Mr Justice Pepperall agreed with Willow that the adjudicator had ‘erred in his construction’ of the agreement as its ‘natural and ordinary meaning’ did not mean that MTD did not have to undertake any further work to achieve practical completion, provided the agreed List was produced. The requirement for an agreed List did not exclude the obligation to achieve practical completion, which was not achieved until later.
This ‘error of law’ meant that Willow’s claim for liquidated damages was wrongly dismissed by the adjudicator. However, the judge took the view that this error was confined and did not ‘infect the balance of the decision’; i.e. that Willow owed MTD the adjusted contract sum of around £1.2m. The judge showed a willingness to sever the decision where ‘a core nucleus of (a decision) can be safely enforced’, despite the presence of an error affecting other parts of it. The court therefore enforced the part of the decision that was not affected by the error.
The judge took an equally robust approach in dismissing Willow’s arguments about various breaches of natural justice. Willow, among other points, argued that:
• the adjudication timetable was ‘too tight’ for it to have ‘reasonable opportunity to review and meet the case against it’ or for the adjudicator to ‘conduct a fair review of the case’ or ‘properly… address (the) number of issues and evidence’; and that
• the adjudicator wrongly allowed the admission of MTD evidence at the reply stage and at surrejoinder, upon which he had not invited a response from Willow (but it had nevertheless replied).

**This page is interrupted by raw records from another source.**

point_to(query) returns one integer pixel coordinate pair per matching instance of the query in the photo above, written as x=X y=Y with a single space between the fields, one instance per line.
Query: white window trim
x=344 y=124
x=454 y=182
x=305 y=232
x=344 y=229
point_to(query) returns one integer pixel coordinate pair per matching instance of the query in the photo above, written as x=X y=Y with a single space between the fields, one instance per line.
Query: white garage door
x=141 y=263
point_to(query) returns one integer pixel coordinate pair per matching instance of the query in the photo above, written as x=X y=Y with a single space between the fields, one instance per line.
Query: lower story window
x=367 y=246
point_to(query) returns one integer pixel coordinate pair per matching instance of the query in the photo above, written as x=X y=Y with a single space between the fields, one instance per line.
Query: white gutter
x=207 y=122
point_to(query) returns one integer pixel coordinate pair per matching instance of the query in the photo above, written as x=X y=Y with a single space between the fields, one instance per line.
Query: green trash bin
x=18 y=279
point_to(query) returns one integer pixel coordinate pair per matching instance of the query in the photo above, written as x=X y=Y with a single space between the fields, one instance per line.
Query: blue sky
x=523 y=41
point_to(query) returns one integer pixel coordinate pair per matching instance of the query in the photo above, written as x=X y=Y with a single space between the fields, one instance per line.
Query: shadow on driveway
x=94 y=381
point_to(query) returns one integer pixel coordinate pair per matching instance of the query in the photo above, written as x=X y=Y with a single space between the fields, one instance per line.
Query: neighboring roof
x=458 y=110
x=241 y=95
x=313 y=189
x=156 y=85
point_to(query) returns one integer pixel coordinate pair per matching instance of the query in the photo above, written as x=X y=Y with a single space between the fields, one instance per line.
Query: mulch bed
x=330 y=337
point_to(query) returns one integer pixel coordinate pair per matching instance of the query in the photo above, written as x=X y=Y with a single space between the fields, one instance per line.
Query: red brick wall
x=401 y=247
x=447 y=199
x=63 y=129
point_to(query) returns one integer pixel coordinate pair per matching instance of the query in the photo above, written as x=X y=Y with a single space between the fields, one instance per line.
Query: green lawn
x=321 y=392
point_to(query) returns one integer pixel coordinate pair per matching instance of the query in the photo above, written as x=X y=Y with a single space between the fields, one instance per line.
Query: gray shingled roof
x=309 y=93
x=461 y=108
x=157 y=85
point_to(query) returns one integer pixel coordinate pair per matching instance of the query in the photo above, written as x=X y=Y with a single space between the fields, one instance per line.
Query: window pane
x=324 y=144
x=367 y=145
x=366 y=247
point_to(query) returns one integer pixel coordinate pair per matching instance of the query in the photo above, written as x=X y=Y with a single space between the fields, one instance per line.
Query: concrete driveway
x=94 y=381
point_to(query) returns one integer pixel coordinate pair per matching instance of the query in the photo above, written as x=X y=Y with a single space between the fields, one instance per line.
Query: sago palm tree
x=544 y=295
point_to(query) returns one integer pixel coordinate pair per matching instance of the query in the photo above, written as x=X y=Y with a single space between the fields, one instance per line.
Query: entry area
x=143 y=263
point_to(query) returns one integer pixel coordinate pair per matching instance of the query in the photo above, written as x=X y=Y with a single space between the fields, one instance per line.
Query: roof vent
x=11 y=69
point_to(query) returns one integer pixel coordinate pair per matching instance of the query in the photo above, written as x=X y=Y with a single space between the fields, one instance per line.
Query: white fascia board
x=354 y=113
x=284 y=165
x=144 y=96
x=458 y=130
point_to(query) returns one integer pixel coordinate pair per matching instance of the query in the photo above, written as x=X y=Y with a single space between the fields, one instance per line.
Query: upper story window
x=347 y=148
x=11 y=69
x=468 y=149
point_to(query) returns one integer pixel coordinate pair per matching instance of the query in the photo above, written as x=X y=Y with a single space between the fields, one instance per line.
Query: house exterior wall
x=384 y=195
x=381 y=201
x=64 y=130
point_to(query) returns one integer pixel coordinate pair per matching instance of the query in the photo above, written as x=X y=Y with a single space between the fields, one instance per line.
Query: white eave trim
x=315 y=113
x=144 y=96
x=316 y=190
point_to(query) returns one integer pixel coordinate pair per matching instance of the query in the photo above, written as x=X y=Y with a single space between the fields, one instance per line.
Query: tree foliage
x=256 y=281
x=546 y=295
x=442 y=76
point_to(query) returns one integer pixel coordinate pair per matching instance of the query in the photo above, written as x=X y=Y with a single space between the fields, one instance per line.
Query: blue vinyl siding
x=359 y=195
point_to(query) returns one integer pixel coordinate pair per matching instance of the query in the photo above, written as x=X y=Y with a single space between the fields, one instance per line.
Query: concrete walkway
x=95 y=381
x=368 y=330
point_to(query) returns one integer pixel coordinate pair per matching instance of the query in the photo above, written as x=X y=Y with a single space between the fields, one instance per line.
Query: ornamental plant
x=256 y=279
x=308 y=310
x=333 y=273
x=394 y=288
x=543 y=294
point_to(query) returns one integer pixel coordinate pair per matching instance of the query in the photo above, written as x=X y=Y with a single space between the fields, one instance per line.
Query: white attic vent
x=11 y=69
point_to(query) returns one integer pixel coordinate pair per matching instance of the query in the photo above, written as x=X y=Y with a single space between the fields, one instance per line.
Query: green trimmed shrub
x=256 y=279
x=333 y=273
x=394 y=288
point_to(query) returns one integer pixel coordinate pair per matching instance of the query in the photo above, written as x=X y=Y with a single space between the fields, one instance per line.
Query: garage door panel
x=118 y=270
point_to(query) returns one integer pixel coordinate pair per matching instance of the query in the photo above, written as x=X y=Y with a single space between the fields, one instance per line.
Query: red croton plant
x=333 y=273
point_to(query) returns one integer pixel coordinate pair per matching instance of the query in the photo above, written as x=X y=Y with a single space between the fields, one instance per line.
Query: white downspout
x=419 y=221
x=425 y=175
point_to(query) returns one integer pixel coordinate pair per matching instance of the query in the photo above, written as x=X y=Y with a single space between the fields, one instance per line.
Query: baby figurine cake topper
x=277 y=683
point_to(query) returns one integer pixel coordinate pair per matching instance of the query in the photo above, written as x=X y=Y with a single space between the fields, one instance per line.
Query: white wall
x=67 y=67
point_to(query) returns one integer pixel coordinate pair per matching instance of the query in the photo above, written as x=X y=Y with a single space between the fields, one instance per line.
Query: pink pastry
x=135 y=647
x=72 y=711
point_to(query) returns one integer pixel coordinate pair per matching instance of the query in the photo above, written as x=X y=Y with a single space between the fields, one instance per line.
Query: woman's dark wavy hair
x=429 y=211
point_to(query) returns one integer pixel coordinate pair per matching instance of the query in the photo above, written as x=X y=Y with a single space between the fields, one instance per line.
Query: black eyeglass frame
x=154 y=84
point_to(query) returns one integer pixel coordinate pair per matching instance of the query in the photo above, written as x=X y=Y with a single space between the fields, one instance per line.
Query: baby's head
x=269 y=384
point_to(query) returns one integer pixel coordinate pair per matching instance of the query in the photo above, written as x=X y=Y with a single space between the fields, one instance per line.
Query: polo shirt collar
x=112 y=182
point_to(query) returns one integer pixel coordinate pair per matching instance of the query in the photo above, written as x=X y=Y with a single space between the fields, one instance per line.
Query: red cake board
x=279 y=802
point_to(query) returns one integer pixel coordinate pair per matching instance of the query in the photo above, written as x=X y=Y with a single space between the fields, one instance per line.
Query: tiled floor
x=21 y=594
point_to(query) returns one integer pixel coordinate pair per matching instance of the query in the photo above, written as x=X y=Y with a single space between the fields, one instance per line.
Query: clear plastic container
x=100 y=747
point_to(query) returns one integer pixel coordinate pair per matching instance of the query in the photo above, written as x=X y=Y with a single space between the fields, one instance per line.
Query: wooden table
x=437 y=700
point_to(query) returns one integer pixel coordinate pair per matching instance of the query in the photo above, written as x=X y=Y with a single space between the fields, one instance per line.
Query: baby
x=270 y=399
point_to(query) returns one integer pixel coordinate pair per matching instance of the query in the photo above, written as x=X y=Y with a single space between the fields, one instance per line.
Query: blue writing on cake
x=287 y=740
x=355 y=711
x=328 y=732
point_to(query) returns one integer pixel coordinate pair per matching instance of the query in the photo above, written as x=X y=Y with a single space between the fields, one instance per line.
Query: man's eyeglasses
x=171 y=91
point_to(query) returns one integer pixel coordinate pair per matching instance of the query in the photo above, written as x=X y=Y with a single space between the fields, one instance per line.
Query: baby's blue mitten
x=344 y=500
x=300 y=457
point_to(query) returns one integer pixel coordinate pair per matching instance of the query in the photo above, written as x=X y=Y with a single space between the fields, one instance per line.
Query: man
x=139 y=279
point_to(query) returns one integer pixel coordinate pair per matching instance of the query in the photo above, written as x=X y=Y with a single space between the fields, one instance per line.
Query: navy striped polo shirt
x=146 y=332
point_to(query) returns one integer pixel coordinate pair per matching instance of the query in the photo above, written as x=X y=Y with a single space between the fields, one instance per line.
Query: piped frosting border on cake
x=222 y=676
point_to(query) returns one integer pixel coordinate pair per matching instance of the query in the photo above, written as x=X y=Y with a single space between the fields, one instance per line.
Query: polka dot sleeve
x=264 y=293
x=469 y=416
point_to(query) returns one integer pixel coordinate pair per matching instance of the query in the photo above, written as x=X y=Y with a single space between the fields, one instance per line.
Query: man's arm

In dismissing these claims, the judge pointed out that ‘adjudication is not intended to provide all of the refinements of a High Court trial. It requires an impartial and reasoned provisional decision within a very compressed timetable’. The judge characterised Willow’s claims as ‘no more than complaints about the rough and tumble inherent in’ adjudication.
MTD could therefore enforce the balance of the decision (£1.2m minus the value of the restored liquidated damages claim).
The industry awaits the Supreme Court’s decision on the appeal in S&T (UK) Ltd v Grove Developments Ltd  EWCA Civ 2448 concerning the future of so-called ‘smash and grab adjudications’ in the context of payment notices.
While the result in Willow v MTD may have no bearing on the outcome of the Grove appeal, the case demonstrates the Technology & Construction Court’s commitment to ‘further the statutory aim of supporting the enforcement of adjudication decisions pending final resolution by litigation or arbitration’ wherever this is possible. The adjudication process need not be procedurally perfect, nor its decision completely error-free, for the good parts of it to nevertheless be binding (at least temporarily) on the parties.